I've spent a long time grieving who I have become as a result of my marriage. A long time mourning the loss of my soul. This marriage has turned me into an angry, volatile, person. It has taken the sparkle from my eye, the fire from my belly. It's dimmed my light and broken my spirit. It's turned me into someone I never, ever envisioned for myself. Not surprisingly my daily actions and choices reflect these feelings. But then yesterday, this thought snuck into my mind:


Who would I be if I hadn't married an alcoholic? 'Cause whoever she is, whatever that answer is - that's the place from which I need to start acting. So many of us - not just those who are married to alcoholics - long to Be someone or something else. We want to Be financially secure. We want to Be thin and physically fit. We may want to Be a writer or a florist or a professional chef or a clothes designer. We want to Be kinder or more organized or more in control of our emotions. And that's ok. There is nothing wrong with aspiring to our grandest potential. We should all aspire to our grandest potential. The problem is we come to view these aspirations as destinations rather than a life long journey.


No one arrives at Being thin or Being financially secure or Being in shape or Being patient or Being kind. You don't even arrive at Being an artist or a writer or a florist or a chef or a designer or an entrepreneur or a business owner or a world traveler. Our greatest potential is an ever moving, ever evolving target. It's something we must live everyday through everyday choices. If you practice your art everyday, when you life ends, you will Have Been an artist. If you write everyday, if you exercise everyday, if you eat for health everyday, if you start a business and tend to it everyday, if you strive to be kind everyday....then when you life is over you will Have Been a writer, in shape, healthy, an entrepreneur....


So who would you Be if you hadn't married an alcoholic?

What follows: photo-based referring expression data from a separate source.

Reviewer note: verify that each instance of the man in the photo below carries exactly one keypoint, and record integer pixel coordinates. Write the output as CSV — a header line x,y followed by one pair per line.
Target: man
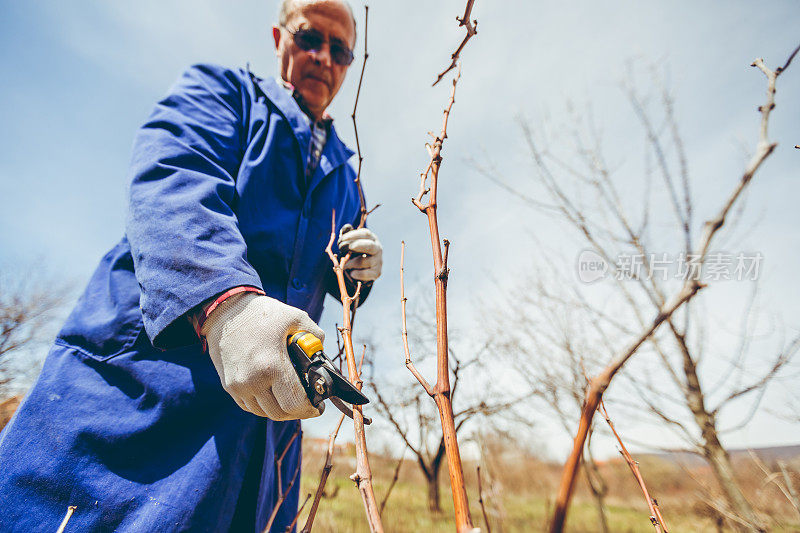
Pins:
x,y
134,424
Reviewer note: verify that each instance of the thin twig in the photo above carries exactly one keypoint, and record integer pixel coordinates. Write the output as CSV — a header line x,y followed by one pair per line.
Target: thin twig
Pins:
x,y
600,383
471,27
655,513
395,476
323,478
404,331
281,492
70,510
364,213
296,516
441,392
480,500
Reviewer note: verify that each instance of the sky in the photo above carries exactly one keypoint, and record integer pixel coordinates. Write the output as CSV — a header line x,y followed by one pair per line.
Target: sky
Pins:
x,y
79,77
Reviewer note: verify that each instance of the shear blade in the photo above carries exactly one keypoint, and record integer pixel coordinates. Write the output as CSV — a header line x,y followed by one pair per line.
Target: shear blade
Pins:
x,y
346,409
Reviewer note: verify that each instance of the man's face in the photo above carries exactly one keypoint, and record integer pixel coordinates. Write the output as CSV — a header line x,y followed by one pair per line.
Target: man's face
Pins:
x,y
314,73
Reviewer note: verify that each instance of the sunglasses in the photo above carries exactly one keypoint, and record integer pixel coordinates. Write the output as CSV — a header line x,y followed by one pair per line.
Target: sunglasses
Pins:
x,y
311,40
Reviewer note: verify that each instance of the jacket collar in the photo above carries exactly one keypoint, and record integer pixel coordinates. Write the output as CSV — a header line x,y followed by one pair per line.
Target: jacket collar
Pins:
x,y
335,153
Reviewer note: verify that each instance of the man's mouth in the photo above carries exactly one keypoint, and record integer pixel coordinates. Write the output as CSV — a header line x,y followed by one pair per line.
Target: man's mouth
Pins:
x,y
320,78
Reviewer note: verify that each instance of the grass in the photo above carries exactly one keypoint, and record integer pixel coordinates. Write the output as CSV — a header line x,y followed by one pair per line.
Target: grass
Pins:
x,y
525,487
407,510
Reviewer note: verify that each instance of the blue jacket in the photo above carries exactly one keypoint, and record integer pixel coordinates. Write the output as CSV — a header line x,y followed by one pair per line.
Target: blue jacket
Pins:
x,y
128,421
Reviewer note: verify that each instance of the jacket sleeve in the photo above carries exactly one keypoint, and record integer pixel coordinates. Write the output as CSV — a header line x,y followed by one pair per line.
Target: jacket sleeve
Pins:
x,y
181,224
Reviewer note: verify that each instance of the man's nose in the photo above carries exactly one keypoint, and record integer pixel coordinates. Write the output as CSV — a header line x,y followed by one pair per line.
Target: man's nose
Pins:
x,y
323,55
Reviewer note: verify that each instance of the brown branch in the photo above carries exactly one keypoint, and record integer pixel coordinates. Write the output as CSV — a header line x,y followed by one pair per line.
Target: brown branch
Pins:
x,y
281,492
323,478
471,27
655,513
296,516
441,391
70,511
600,383
395,476
363,474
404,331
364,213
480,500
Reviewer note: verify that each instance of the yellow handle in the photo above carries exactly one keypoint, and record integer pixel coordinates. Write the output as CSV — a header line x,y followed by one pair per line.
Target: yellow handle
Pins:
x,y
309,343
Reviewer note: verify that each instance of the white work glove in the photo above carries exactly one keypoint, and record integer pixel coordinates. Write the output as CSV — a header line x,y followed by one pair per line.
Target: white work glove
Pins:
x,y
367,259
246,338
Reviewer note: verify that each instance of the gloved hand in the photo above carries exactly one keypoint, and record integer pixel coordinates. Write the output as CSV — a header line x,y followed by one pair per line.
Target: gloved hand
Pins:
x,y
246,336
367,259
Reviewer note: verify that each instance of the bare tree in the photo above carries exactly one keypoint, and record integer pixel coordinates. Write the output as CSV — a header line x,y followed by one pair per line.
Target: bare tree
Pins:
x,y
28,308
416,421
630,217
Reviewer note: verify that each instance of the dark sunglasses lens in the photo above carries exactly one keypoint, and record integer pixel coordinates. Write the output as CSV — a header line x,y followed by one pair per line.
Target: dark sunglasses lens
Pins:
x,y
341,54
308,40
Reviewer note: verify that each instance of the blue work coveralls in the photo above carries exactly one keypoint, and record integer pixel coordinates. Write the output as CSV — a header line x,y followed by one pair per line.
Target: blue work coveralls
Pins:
x,y
128,421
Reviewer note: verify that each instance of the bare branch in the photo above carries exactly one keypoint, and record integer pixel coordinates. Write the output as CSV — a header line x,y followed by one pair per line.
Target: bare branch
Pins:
x,y
471,27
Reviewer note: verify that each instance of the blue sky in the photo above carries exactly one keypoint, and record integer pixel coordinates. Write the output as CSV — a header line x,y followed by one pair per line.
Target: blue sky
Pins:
x,y
79,77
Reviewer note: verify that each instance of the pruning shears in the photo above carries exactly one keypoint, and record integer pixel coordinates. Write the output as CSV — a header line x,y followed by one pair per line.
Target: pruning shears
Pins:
x,y
320,379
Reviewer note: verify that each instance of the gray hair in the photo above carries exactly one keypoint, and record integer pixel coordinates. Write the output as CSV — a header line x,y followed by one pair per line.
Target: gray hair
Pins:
x,y
290,7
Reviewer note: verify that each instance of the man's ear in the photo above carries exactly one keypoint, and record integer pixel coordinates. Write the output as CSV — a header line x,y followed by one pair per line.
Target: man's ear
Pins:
x,y
276,35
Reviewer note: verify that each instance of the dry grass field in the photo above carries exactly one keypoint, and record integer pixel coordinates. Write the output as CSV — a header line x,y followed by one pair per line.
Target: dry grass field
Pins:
x,y
523,494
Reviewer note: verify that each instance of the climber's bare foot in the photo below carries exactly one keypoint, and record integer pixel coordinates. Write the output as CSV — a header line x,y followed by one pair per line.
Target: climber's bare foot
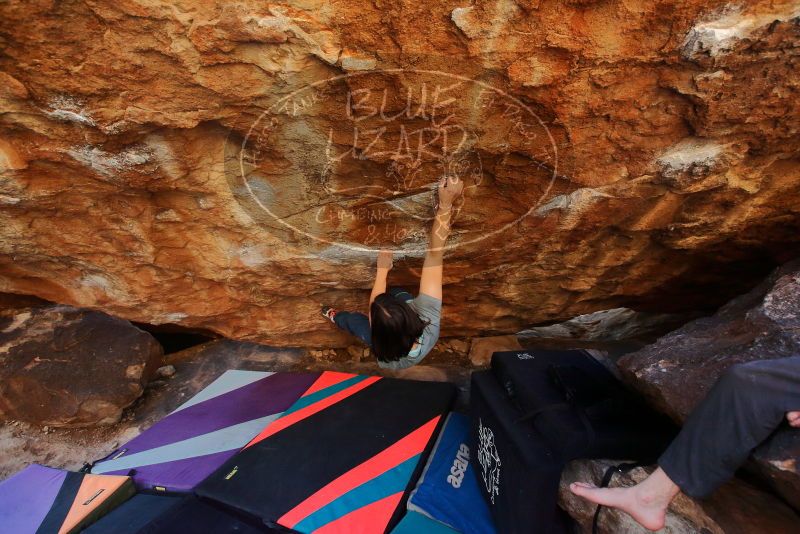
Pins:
x,y
645,502
793,418
329,313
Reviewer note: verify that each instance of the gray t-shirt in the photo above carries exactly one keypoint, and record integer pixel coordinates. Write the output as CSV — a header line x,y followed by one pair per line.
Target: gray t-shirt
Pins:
x,y
430,310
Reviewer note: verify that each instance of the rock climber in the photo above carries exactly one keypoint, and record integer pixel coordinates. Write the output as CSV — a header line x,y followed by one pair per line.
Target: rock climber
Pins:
x,y
402,329
747,404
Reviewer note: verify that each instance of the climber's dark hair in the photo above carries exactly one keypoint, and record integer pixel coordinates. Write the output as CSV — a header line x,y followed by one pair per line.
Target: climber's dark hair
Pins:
x,y
395,327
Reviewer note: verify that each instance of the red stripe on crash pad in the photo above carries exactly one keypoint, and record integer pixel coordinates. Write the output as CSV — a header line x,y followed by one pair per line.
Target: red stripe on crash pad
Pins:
x,y
292,418
327,379
397,453
369,519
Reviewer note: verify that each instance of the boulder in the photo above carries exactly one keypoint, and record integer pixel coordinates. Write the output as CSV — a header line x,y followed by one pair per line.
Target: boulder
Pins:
x,y
230,166
676,372
735,508
66,367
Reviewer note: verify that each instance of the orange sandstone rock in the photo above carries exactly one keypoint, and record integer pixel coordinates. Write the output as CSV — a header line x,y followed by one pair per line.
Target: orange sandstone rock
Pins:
x,y
232,166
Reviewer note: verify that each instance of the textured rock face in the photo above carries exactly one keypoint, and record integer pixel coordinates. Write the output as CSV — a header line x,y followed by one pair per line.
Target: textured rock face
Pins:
x,y
736,508
229,166
60,366
677,371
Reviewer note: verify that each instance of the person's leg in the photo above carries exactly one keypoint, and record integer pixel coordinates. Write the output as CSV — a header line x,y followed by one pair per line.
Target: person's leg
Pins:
x,y
356,324
645,502
743,408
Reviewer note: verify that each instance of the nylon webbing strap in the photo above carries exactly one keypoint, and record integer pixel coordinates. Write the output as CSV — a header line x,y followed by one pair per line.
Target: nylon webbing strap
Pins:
x,y
607,476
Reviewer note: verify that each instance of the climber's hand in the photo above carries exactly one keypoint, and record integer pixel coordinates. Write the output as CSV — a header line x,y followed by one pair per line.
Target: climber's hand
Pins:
x,y
450,188
793,418
385,259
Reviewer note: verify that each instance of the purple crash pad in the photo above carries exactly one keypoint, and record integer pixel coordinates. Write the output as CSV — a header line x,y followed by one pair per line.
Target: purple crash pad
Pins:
x,y
181,450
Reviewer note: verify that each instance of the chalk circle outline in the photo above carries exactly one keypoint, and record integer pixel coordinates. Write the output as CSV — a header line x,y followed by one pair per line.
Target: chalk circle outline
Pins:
x,y
403,251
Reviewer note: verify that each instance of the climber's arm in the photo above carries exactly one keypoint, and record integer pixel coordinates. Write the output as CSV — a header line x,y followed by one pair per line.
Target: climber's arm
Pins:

Don't say "I don't know." You know. She's whispering in you ear. She's there when you lay you head down at night. You may want to say "I don't know" because that's the safer, that's easier, that keeps you from having to wrestle those demons that want to keep you in the status quo. Alcoholism is a wicked jailer. It locks you up for years but then one day It throws wide open the jail cell door and laughs while you remain inside.


I've hated (HATED!) being married to an alcoholic for so long now. Too long, probably. It's kept all my focus on all I have become - rather than all I can Be. Who would you Be? If you hadn't married an alcoholic? Be her a little bit everyday.